"You would rob me of a great deal if you took her away," Maraton answered, "but—"

Selingman interrupted him with a fiercely contemptuous exclamation.

"You have it—the rotten, insular conceit of these Englishmen! You think that she would not come? Do you think that if I were to say to her,—'Come and listen while I make garlands of words, while I take you through the golden doors!'—do you think that she would not put her hand in mine? Fancy—to live in my fairy chamber, to listen while I give shape and substance to all that I conceive—what woman would refuse!"

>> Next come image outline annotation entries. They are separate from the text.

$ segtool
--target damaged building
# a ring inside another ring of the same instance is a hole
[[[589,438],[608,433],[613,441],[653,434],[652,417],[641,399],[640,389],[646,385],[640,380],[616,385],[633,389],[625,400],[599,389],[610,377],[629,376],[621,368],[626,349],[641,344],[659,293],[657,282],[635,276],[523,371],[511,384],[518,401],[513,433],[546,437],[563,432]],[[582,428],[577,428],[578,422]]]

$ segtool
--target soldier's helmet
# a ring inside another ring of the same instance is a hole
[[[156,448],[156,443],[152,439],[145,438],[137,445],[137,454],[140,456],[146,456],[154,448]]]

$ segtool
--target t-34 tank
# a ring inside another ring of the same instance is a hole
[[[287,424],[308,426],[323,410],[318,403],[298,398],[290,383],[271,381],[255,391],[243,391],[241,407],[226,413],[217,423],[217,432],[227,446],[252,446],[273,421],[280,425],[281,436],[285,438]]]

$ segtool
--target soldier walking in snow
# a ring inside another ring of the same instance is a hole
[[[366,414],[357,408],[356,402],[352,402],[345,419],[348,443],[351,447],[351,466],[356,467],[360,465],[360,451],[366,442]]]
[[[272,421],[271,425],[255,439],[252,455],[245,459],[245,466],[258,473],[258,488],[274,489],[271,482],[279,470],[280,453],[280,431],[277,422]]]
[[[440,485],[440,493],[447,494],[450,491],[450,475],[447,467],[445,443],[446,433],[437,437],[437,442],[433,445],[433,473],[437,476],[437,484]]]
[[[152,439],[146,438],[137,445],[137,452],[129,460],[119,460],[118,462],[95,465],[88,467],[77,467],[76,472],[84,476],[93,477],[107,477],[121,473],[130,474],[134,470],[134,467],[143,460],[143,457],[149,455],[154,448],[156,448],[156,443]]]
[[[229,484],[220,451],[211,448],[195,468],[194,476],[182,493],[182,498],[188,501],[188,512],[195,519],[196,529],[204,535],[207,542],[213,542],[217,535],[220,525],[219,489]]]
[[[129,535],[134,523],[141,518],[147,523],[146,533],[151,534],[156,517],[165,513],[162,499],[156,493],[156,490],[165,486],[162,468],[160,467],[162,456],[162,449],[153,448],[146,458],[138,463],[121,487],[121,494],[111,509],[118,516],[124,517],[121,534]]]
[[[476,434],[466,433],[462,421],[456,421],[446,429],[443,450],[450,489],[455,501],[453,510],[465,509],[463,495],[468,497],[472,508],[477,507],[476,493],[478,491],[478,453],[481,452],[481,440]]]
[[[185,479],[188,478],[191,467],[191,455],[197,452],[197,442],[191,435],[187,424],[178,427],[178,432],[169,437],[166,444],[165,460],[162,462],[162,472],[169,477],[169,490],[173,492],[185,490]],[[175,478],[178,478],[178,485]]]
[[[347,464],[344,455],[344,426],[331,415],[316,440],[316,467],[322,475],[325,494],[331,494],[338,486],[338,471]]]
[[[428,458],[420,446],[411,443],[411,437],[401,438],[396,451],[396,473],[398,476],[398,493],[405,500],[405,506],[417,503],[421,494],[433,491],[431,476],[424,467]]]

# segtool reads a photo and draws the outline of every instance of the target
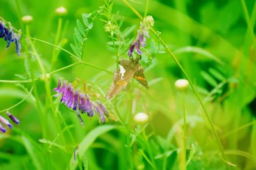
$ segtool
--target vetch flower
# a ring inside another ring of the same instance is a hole
[[[78,120],[79,120],[80,124],[82,127],[84,127],[84,121],[82,119],[82,117],[80,115],[79,111],[78,110],[76,111],[76,114],[78,117]]]
[[[75,92],[75,96],[74,96],[74,105],[73,105],[73,110],[76,110],[76,108],[77,107],[78,100],[79,97],[79,92],[77,90]]]
[[[20,124],[20,121],[19,120],[19,119],[17,119],[15,117],[12,115],[11,113],[10,113],[9,111],[6,111],[6,115],[15,124],[19,125]]]
[[[0,122],[7,125],[10,129],[12,128],[12,125],[11,124],[10,124],[9,121],[8,121],[5,118],[2,116],[0,116]]]
[[[2,132],[3,133],[5,133],[6,132],[6,129],[3,127],[1,124],[0,124],[0,131],[2,131]]]
[[[10,24],[9,23],[9,25]],[[4,22],[0,22],[0,38],[3,38],[4,41],[7,41],[6,49],[10,46],[12,43],[15,43],[15,51],[18,55],[20,55],[20,34],[13,32],[13,28],[10,26],[10,30],[6,27]]]
[[[139,55],[141,55],[141,46],[144,47],[146,46],[147,38],[150,38],[148,30],[150,26],[154,25],[154,19],[152,16],[147,16],[140,24],[140,28],[138,30],[138,37],[132,45],[131,45],[128,50],[128,55],[131,57],[136,47],[136,51]]]
[[[128,55],[130,57],[131,57],[132,55],[132,52],[133,52],[133,50],[134,50],[134,47],[135,47],[135,42],[133,43],[132,45],[129,48]]]
[[[61,78],[59,79],[57,87],[53,89],[57,94],[54,96],[56,97],[61,95],[60,101],[68,108],[76,111],[79,122],[82,126],[84,125],[80,112],[81,113],[87,113],[87,116],[92,117],[94,116],[94,112],[98,113],[100,122],[105,122],[105,117],[109,117],[109,112],[106,107],[99,101],[97,101],[97,105],[92,101],[89,94],[79,92],[72,86],[71,83],[64,81],[62,83]]]
[[[88,117],[92,117],[94,115],[93,110],[92,109],[92,106],[91,101],[90,101],[90,96],[88,94],[86,94],[86,111],[87,112],[87,115]]]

Maraton laughed softly as they passed out into the Palace yard.

"Try Julia," he suggested.

CHAPTER XXX

Selingman had the air of one who has achieved a personal triumph as, with his arm in Maraton's, he led him towards the man whom they had come to visit.

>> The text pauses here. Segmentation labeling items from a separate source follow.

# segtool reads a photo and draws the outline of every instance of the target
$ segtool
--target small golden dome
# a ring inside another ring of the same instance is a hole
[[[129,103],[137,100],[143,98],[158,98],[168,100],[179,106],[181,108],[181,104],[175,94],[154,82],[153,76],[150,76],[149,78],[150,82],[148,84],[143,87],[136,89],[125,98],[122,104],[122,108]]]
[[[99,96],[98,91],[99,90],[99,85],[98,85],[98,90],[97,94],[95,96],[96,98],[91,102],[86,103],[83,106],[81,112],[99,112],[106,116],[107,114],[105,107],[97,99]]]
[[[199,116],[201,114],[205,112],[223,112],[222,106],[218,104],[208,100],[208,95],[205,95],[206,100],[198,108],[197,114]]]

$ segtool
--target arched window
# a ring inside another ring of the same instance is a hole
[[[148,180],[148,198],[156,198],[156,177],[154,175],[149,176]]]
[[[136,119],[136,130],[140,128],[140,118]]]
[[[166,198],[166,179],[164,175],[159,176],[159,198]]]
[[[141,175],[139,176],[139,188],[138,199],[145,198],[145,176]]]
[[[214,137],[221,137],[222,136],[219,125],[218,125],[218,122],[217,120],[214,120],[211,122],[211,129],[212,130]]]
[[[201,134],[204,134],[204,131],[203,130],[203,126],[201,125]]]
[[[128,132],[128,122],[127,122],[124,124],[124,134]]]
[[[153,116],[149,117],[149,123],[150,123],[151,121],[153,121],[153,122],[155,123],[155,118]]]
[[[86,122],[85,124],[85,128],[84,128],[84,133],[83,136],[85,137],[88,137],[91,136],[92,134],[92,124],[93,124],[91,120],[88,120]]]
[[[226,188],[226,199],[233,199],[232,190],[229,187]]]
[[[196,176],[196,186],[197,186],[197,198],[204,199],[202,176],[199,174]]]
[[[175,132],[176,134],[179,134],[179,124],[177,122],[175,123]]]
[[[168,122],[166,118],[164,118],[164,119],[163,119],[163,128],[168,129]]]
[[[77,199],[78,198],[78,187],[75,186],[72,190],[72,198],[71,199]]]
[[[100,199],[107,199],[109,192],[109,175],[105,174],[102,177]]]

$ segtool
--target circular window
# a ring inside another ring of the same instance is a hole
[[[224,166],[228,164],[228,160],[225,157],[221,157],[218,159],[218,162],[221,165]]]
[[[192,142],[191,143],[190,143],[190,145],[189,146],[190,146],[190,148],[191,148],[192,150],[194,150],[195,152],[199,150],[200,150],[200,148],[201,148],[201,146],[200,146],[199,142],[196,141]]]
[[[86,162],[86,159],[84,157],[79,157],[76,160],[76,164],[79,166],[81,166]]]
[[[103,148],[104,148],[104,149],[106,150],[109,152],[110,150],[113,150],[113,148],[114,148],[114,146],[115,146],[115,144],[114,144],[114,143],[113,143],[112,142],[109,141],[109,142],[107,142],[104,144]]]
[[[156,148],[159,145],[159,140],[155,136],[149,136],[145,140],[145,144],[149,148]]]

"Behold!" he exclaimed. "It is a triumph, this! It is a thing to be remembered! I have brought you two together!"

Maraton's first impressions of Maxendorf were curiously mixed. He saw before him a tall, lanky figure of a man, dressed in sombre black, a man of dark complexion, with beardless face and tanned skin plentifully freckled. His hair and eyes were coal black. He held out his hand to Maraton, but the smile with which he had welcomed Selingman had passed from his lips.

"You are not the Maraton I expected some day to meet," he said, a little bluntly, "and yet I am glad to know you."